0

Possible Duplicate:
Grub rescue - error: unknown filesystem

I was using Ubuntu 12.04 x64 as a Virtual Box guest. Because I started with it just to do some tests, the VM was created just with 10 GB but grown fast, then I wanted resizing it. Of course, I was a fully noob... No backup before doing it.

After some reading, I thought it would be so simple as:

VBoxManage modifyhd MY_DISK.vdi --resize 81920

Unfortunately, no boot:

error: unknown filesystem.
grub rescue>

Then I tried many suggestions, including Boot-Repair as described here: grub rescue prompt after install installing Ubuntu in a dual boot.

Nothing has worked. It seens that my Linux partition isn't there anymore?! Here is the Pastebin with all the information collected by Boot-Repair.

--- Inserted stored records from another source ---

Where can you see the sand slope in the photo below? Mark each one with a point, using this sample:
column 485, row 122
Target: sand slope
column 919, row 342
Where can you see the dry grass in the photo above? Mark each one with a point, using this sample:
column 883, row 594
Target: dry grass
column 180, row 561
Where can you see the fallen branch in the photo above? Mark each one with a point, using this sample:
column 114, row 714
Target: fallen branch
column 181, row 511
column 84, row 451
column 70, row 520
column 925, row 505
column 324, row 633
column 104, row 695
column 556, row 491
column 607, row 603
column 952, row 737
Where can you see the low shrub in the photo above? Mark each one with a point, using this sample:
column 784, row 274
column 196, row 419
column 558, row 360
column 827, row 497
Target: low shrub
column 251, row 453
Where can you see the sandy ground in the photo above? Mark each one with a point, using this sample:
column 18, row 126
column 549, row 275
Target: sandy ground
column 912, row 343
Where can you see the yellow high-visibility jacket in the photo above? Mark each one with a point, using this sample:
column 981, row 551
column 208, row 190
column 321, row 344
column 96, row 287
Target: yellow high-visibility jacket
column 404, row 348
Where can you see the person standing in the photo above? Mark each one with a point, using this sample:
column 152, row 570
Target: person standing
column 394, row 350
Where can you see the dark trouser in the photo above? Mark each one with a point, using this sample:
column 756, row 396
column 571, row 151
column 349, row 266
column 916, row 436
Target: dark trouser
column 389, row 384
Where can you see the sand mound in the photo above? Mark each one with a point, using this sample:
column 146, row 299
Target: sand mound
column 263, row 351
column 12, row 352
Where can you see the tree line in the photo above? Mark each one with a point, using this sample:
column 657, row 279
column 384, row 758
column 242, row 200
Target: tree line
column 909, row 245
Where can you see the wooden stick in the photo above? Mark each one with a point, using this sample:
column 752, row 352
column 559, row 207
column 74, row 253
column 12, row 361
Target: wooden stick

And the last try, the GParted Live CD can't also recover any data, saying that there isn't data on any partition. Well, I should just give up? Or some way to recover this disk?

0

2 Answers 2

0

First, make a backup of the current disk. While it's not clear how resizing the disk would cause this, lets hope that it's a simple problem of the partition table being out of sync with where on disk your filesystems start and stop. If it's just the partition table being out of sync, then you can correct this via testdisk by following the tutorial at http://www.cgsecurity.org/wiki/TestDisk_Step_By_Step (stop when you get to the ntfs boot sector recovery, since that's not the problem you're trying to solve).

0

The maximum size of a Virtual-box .vdi disk is 30 GB you you tried to set it as 80 GB , i do not really know yet how to fix this, but my guess is that you have to find some way to reset the size of the virtual-box .vdi disk down to or below the max-size limit.

2
  • 1
    No. The maximum size is actually up to 2TB.
    – Peachy
    Sep 27, 2012 at 14:20
  • This is not an answer!!!
    – user61928
    Sep 28, 2012 at 12:31

Not the answer you're looking for? Browse other questions tagged .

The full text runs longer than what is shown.